Sicilian Lunch at Bricco e Bacco
In Sicily, lunch is more than just a meal—it’s a cherished tradition, a time to pause and savour the company of friends, colleagues, and loved ones over delicious food and drink.
At Bricco e Bacco, we take pride in crafting each dish fresh in our kitchen, using recipes passed down through generations. Our menu is a celebration of Sicilian culinary heritage, offering a diverse array of traditional dishes prepared with care and passion.
Whether you’re gathering with friends, family, or business colleagues, our Sicilian Sharing Lunch is the perfect way to experience the rich flavours of Sicily.
Enjoy two courses for £50, designed to be shared by two people and savoured together. From dedicated vegetarians to devout carnivores, there’s something for everyone to enjoy at Bricco e Bacco.
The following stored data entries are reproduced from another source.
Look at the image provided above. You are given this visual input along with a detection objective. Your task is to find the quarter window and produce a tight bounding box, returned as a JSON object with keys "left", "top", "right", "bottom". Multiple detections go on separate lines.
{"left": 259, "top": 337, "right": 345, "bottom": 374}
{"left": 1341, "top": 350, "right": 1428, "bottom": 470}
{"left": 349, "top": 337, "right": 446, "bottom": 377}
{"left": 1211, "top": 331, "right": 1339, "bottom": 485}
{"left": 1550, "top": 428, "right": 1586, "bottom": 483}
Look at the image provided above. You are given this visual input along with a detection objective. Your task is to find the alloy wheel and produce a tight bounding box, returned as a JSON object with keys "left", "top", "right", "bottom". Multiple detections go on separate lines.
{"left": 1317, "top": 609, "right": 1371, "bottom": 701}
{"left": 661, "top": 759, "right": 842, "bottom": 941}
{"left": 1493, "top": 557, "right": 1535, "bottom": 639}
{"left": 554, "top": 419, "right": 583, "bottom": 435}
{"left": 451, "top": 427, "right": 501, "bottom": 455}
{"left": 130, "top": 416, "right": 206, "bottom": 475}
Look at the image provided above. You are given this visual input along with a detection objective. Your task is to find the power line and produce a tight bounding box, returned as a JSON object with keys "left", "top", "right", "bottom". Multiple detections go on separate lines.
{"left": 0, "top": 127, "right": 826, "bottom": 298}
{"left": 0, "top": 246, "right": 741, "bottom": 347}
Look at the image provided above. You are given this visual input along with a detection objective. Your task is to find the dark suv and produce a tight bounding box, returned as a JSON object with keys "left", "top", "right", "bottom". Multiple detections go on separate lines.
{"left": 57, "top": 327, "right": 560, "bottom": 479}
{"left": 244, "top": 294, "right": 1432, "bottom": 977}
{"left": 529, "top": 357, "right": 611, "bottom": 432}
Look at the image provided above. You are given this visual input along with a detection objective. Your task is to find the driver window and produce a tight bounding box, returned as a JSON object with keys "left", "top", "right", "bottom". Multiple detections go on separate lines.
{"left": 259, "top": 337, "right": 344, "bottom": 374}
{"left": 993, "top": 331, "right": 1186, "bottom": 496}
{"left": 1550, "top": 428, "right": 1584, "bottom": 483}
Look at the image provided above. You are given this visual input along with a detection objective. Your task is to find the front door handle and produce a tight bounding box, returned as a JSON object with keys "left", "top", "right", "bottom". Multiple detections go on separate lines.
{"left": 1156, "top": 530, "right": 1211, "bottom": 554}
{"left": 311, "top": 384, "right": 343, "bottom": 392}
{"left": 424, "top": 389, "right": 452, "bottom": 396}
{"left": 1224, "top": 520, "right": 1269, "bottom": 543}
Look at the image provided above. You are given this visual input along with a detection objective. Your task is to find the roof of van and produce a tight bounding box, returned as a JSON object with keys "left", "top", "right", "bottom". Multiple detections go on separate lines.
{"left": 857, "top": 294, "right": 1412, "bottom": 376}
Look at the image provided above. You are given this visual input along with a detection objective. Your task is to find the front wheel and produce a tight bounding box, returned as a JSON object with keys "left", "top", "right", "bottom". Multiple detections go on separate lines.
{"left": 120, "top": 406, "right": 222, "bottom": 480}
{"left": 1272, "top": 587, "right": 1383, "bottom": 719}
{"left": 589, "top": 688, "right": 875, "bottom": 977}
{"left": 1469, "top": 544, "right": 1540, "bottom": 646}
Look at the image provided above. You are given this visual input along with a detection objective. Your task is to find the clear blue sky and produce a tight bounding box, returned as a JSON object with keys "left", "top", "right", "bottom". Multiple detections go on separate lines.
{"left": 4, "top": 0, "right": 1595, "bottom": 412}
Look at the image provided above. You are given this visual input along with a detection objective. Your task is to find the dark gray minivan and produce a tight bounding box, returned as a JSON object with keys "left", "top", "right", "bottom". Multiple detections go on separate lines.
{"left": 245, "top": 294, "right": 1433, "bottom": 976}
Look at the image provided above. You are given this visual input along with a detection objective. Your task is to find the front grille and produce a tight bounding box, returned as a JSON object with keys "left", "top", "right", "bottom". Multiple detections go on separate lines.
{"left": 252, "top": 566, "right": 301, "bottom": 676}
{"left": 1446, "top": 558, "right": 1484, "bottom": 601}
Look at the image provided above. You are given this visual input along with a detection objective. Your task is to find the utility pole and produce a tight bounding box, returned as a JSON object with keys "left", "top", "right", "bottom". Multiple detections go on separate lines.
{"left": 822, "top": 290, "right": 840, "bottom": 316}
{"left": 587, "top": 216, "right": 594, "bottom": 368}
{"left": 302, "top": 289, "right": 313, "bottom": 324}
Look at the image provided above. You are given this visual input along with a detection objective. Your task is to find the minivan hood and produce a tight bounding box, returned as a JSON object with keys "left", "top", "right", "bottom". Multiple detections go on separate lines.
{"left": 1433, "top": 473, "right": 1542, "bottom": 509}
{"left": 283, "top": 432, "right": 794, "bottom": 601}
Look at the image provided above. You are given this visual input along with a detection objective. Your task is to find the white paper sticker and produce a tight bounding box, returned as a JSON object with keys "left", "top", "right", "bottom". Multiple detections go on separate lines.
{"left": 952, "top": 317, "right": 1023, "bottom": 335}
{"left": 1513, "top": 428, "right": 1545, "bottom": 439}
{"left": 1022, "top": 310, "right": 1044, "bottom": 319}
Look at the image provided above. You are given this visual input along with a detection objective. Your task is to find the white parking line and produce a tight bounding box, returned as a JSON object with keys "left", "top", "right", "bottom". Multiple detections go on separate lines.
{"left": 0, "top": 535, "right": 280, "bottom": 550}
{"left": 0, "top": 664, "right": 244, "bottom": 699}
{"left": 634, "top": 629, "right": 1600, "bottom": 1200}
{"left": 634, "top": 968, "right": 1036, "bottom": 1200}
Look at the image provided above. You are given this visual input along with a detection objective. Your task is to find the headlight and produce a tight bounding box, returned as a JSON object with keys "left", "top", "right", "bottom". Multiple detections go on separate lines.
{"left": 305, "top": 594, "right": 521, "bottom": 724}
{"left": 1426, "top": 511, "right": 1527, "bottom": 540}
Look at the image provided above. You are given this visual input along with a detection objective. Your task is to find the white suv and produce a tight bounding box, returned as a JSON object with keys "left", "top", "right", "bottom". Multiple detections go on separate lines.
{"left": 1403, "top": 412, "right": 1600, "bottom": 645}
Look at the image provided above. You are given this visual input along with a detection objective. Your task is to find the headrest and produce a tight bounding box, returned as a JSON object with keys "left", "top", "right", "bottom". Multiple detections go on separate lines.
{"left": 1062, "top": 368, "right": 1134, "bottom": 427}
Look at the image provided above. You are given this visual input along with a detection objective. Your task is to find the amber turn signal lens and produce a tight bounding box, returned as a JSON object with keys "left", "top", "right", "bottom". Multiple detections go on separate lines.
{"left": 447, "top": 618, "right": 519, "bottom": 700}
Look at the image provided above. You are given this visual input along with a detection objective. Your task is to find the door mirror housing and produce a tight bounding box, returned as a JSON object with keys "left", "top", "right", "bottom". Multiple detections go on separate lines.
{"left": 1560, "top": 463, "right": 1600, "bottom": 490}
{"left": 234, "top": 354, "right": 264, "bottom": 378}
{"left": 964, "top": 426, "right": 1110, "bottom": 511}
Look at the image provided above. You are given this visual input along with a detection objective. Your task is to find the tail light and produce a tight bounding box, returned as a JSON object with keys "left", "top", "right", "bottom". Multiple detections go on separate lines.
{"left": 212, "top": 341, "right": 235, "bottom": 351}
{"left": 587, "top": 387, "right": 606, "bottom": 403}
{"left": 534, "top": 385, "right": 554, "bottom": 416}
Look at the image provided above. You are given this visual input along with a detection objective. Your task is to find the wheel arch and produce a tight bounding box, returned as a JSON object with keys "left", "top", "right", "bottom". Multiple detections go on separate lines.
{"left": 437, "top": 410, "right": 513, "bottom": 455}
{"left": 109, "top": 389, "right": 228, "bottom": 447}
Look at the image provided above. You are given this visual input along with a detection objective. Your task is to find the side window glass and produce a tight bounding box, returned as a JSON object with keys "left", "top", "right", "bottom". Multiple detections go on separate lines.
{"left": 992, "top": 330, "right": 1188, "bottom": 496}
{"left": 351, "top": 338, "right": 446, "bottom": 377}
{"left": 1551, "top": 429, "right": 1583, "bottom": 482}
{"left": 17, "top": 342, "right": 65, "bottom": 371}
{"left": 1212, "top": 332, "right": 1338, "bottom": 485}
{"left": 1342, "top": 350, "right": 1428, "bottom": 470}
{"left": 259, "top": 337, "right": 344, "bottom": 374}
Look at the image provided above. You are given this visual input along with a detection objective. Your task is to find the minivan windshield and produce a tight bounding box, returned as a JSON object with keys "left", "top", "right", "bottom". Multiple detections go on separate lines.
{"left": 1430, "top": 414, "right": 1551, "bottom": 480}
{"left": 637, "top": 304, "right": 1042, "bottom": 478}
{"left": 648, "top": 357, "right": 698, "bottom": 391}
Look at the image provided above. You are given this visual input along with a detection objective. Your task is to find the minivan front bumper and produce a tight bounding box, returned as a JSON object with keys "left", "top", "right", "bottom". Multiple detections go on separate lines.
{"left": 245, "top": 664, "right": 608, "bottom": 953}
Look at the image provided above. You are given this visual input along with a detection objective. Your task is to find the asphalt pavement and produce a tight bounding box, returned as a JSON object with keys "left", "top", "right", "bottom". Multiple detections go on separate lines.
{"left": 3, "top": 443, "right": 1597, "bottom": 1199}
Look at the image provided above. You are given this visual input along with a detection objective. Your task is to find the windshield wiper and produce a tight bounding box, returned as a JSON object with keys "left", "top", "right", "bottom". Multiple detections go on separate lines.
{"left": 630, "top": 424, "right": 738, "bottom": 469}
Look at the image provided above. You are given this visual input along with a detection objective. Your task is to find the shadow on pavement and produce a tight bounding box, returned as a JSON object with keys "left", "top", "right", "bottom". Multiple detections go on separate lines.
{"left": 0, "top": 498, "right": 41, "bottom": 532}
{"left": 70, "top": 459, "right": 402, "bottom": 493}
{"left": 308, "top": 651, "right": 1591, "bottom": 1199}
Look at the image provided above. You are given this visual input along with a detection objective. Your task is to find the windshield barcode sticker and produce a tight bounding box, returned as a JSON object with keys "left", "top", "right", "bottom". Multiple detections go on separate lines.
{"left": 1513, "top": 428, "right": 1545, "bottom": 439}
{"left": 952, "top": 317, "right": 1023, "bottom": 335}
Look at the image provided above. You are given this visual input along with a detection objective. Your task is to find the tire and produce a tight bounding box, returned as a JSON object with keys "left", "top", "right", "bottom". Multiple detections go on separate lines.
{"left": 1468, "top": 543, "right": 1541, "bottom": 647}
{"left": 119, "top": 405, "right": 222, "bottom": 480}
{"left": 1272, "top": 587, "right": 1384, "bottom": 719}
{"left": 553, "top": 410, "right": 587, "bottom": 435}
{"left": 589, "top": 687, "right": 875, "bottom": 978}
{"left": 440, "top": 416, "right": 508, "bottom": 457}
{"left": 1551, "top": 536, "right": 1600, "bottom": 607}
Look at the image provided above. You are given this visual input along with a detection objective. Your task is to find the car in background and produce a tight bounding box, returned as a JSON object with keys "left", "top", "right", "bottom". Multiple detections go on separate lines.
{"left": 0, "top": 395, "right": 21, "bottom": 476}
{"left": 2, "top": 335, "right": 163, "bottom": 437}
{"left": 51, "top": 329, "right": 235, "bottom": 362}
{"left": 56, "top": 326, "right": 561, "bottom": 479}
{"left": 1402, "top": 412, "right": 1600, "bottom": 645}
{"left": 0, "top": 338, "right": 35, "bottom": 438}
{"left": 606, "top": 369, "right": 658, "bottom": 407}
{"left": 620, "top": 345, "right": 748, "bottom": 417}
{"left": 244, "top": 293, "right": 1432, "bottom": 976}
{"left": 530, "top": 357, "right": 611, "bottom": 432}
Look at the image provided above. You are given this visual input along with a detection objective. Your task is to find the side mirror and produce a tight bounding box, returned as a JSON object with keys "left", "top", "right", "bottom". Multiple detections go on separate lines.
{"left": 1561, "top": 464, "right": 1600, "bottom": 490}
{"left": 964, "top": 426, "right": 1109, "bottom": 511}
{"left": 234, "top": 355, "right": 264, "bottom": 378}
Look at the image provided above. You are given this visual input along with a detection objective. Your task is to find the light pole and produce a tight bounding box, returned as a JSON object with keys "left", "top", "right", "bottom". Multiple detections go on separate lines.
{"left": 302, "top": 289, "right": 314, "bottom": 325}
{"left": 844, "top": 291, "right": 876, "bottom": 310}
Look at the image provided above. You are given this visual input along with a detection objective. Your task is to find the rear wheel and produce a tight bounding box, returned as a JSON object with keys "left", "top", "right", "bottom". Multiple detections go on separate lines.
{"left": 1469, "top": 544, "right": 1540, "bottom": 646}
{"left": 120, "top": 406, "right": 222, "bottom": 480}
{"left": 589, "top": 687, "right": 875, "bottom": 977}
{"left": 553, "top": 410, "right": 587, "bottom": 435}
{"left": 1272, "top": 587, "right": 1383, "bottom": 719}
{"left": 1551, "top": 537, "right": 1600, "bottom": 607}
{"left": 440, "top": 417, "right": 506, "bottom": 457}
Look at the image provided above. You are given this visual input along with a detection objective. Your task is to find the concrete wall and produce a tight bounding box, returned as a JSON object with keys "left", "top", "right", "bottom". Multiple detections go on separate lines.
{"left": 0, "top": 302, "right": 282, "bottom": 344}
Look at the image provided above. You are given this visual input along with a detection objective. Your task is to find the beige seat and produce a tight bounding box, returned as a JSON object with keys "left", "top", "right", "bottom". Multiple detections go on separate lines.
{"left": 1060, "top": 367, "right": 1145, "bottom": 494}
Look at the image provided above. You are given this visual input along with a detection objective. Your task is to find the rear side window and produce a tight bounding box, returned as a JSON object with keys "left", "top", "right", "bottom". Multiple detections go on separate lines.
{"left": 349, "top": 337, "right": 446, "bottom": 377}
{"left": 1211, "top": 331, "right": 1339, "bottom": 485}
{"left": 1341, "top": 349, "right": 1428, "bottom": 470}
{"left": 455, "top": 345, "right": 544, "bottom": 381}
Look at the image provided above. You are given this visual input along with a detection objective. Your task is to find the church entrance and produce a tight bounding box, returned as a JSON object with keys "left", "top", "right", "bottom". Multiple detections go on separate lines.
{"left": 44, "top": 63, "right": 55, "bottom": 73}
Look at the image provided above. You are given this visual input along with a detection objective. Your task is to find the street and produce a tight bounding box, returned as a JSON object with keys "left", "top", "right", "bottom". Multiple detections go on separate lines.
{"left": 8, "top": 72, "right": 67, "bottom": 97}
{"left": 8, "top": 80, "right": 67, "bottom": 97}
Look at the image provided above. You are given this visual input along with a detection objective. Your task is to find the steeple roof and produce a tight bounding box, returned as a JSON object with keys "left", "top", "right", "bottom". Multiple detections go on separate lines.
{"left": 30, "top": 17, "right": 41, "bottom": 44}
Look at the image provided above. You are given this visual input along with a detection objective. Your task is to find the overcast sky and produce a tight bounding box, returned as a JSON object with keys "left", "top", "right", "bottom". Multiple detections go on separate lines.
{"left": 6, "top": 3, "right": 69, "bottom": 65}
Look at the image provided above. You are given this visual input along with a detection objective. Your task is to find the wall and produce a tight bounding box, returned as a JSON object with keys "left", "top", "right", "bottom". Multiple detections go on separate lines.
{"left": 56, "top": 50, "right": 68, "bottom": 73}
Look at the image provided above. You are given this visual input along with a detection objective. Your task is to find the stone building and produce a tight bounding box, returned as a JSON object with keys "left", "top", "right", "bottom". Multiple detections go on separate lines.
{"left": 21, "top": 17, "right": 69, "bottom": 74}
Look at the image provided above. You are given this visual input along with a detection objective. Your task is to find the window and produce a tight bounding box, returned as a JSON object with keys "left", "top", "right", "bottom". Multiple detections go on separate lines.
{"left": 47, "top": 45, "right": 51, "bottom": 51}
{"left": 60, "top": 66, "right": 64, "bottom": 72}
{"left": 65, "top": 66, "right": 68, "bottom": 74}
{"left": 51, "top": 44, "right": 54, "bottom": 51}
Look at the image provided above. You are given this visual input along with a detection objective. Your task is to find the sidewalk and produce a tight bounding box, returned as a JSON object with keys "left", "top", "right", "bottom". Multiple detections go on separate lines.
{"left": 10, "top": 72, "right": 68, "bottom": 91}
Join us for a Sicilian lunch experience unlike any other.
SICILIAN SHARING LUNCH
2 COURSES £50 FOR 2 PEOPLE
Receive a complimentary drink with this offer when you book it here

Sashi Beef - Finland
Our Sashi beef steaks come directly from Finland from selected Friesian or Ayrshire cattle breeds. Sashi is a Japanese word meaning ‘marbling’ which is the main characteristic of this exquisite meat. The fat melts during cooking but remains inside the fibres of the meat creating the perfect combination of tenderness and flavour.
Marango – Italy
An Italian beef, Marango beef is from a cross-bred of pure Black Angus, Friesian and Maremmana cattle. The free-range cattle are raised on an all-natural and sustainable farm near Viterbo in central Italy. Marango features high quantities of fat, making it beautifully tender and savoury to taste.
Japanese Wagyu – Japan
Its name derives from the Japanese ‘wa’ (Japan) and ‘gyu’ (Ox), a specialty beef famous globally and a favourite of some of the world’s greatest chefs. It is characterised by a high quantity of unsaturated fats which are distributed throughout the meat’s fibers making it particularly tasty and tender. The cattle – one of four Japanese breeds of beef cattle - are reared and fed according to strict guidelines to ensure the right marbling and respect of the Wagyu mark. A5 is the highest grade given only to the finest beef.
Black Angus - Spain
The world-famous Angus breed originated in Scotland over 1,000 years ago and has since created a set of standards to ensure superior levels of marbling, tenderness, age and colour. Angus is particularly known for its marbling making the meat more tender, juicy and tasty
Rubia Gallega – Spain
Rubia Gallega translates to English as ‘Galician blonde’. It was awarded the name because of the colour of its characteristic golden mantle of fat. It is a breed of cattle indigenous to Galicia in Northwest Spain where it grazes on the lush meadows there for at least 8 years putting on layers of marbled fat before being slaughtered. The unique flavour of this steak originates from the algae the cattle naturally feed on, transported to Iberian coasts by Ocean currents. The beef is further dry-aged for 40 days to enhance its unique flavour.
Danish Crown – Denmark
The Danish Veal concept is built upon Danish Crown’s quality calf production programme which centres around craftsmanship, dedication, quality and pride in achieving some of the highest animal welfare standards. The result is truly delicious Danish Veal that has a tender, juicy and soft texture, creating a delicate eating experience. Danish Veal calves are bred by selected Danish farmers who have committed themselves to strict demands within ethics as well as the health, welfare and living conditions of the calves.
Shorthorn UK – UK
Beef Shorthorn is the native breed with a rich past, a dynamic present, and one that is fit for future purpose being highly suited to modern low input farming systems. Moreover, it has a high health status: all registered animals offered at Beef Shorthorn Cattle Society official sales are from CHeCS approved health scheme herds.